Continued Brexit uncertainty today prompted Ryanair to present a “cautious” outlook for the remainder of FY17, hot on the heels of low-cost rival EasyJet’s January warning that its pre-tax profit for the year will take a heavy hit as a result of the weakness of the pound.
The good news for passengers over the coming months is that Ryanair will continue to slash fares in an attempt to stimulate demand in a jittery European market, beset by a lack of clarity on how the UK will leave the European Union and a recent spate of terrorist attacks across the continent. However, there is a limit to the length of time airlines can extinguish the fires of consumer uncertainty by hacking away at their fares.
Ryanair’s average fares in its fiscal third quarter, which ended on 31 December 2016, fell by 17% and the carrier’s net profit dropped 8% year-on-year to €95 million ($102 million). The airline expects fares to fall by 15% in the current quarter. Chief executive Michael O’Leary attributes the fare drops to increased market capacity, terror events and the weaker Sterling since the UK’s vote in June to exit the EU.
While the airline is “still seeing strong demand both into and out of the UK” post-Brexit vote, O’Leary cautions that this demand “is being driven by the airlines collectively slashing air fares” and says he is “not sure that will survive over the longer term”.
Speaking to analysts on its Q3 results conference call today, Ryanair chief financial officer Neil Sorahan said: “We expect Sterling to continue to remain volatile, particularly with talk about a ‘hard’ Brexit, which will lead to downward pressure on fares and indeed impact UK growth for the future.”
The big question for airlines is whether the UK will remain part of the single EU aviation market after it leaves the trading bloc. The answer remains elusive but the outlook does not look promising, with the UK Government appearing to favor a clean break, or ‘hard Brexit’.
Ryanair reiterates its hope that “the UK remains a member of Europe’s ‘open skies’ system” post-Brexit, warning that: “While there may be opportunities to expand at certain UK airports (such as the recent extension of our growth deal at Stansted), we expect to grow at a slower pace than previously planned in the UK and will continue to switch capacity into other key markets around Europe.”
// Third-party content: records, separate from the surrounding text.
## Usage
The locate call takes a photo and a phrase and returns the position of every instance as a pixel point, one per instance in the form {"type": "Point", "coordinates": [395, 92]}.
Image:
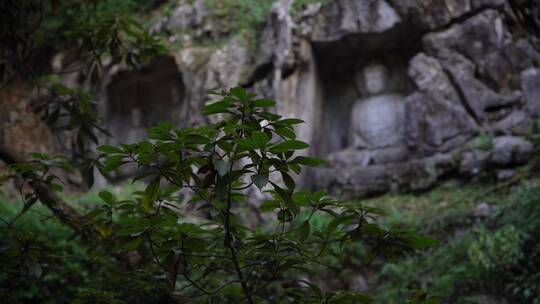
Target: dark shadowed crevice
{"type": "Point", "coordinates": [137, 100]}
{"type": "Point", "coordinates": [339, 61]}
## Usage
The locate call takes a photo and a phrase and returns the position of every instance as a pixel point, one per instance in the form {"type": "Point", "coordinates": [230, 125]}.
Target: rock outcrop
{"type": "Point", "coordinates": [468, 71]}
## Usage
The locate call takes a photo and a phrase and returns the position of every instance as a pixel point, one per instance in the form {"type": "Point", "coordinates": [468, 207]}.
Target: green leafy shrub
{"type": "Point", "coordinates": [183, 237]}
{"type": "Point", "coordinates": [498, 250]}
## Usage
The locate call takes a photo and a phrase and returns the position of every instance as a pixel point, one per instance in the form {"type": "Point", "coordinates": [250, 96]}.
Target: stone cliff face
{"type": "Point", "coordinates": [451, 74]}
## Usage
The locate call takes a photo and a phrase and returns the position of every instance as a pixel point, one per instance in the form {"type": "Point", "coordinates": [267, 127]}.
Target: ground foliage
{"type": "Point", "coordinates": [495, 255]}
{"type": "Point", "coordinates": [165, 254]}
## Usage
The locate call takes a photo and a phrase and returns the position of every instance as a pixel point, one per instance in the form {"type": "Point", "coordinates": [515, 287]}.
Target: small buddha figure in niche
{"type": "Point", "coordinates": [376, 123]}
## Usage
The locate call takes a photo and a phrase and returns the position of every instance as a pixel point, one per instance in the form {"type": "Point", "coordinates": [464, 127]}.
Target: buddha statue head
{"type": "Point", "coordinates": [373, 77]}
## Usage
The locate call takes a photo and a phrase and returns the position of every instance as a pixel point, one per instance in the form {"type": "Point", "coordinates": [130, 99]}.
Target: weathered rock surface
{"type": "Point", "coordinates": [530, 82]}
{"type": "Point", "coordinates": [510, 150]}
{"type": "Point", "coordinates": [460, 68]}
{"type": "Point", "coordinates": [437, 120]}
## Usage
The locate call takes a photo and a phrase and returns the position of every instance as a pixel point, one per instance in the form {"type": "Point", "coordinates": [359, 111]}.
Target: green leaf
{"type": "Point", "coordinates": [285, 132]}
{"type": "Point", "coordinates": [218, 107]}
{"type": "Point", "coordinates": [304, 231]}
{"type": "Point", "coordinates": [106, 196]}
{"type": "Point", "coordinates": [269, 206]}
{"type": "Point", "coordinates": [289, 181]}
{"type": "Point", "coordinates": [261, 103]}
{"type": "Point", "coordinates": [239, 93]}
{"type": "Point", "coordinates": [286, 197]}
{"type": "Point", "coordinates": [152, 190]}
{"type": "Point", "coordinates": [259, 180]}
{"type": "Point", "coordinates": [290, 121]}
{"type": "Point", "coordinates": [221, 166]}
{"type": "Point", "coordinates": [259, 139]}
{"type": "Point", "coordinates": [114, 162]}
{"type": "Point", "coordinates": [421, 242]}
{"type": "Point", "coordinates": [110, 149]}
{"type": "Point", "coordinates": [309, 161]}
{"type": "Point", "coordinates": [289, 145]}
EasyJet – more heavily affected than Ryanair as its headquarters are based in the UK – is already preparing for the worst. It plans to establish an air operator certificate (AOC) in another EU state, which it says will “secure the flying rights of the 30% of our network that remains wholly within and between EU states, excluding the UK”. This will cost EasyJet about £10 million over two years.
The UK carrier warned in a trading statement on 24 January that the weakness of the pound is expected to impact its year-on-year pre-tax profit for financial year 2017 by about £105 million ($130.6 million). Ryanair is sticking to its full-year profit guidance of between €1.30 billion and €1.35 billion, but this is heavily caveated in its dependence on “the absence of any unforeseen security events affecting close in bookings”.
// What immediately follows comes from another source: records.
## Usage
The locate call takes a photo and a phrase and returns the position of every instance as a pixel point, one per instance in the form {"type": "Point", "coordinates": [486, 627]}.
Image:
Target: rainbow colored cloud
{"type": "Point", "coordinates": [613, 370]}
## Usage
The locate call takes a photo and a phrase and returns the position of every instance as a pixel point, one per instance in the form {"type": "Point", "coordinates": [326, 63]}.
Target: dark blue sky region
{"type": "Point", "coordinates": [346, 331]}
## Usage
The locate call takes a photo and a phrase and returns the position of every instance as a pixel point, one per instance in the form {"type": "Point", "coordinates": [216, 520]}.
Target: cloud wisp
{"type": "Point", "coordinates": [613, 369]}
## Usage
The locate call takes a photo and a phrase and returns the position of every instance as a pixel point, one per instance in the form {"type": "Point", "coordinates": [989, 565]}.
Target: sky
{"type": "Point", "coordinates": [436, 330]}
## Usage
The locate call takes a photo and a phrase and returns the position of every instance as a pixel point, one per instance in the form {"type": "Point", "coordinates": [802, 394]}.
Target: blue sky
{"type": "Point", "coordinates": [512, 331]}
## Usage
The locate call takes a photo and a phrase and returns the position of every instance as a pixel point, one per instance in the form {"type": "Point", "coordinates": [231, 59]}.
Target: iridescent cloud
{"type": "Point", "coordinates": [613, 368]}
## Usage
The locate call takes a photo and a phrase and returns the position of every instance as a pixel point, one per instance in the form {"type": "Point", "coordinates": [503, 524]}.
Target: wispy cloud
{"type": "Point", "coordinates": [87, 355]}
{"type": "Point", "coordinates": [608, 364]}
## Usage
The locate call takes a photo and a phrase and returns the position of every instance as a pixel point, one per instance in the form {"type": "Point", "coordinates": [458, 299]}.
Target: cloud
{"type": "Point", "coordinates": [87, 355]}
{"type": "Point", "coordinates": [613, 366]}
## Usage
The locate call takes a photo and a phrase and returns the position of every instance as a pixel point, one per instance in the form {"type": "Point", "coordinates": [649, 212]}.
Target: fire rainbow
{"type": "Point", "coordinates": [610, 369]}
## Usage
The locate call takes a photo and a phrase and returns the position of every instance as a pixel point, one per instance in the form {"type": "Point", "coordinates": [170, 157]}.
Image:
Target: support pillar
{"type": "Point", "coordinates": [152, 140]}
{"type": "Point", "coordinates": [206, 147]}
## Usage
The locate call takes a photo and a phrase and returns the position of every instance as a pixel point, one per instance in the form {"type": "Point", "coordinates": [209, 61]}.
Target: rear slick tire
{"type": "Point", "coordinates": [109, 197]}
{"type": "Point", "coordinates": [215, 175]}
Brexit aside, Ryanair is working toward signing agreements with Norwegian and Aer Lingus to feed traffic to their transatlantic networks. O’Leary said today that talks with the two airlines are continuing and have reached the point of discussing “harmonising their reservation systems with ours”, which he points out is “not simple”.
The Ryanair chief adds that he is “more hopeful than confident” that such an agreement will be “concluded and up and running by summer ‘17”.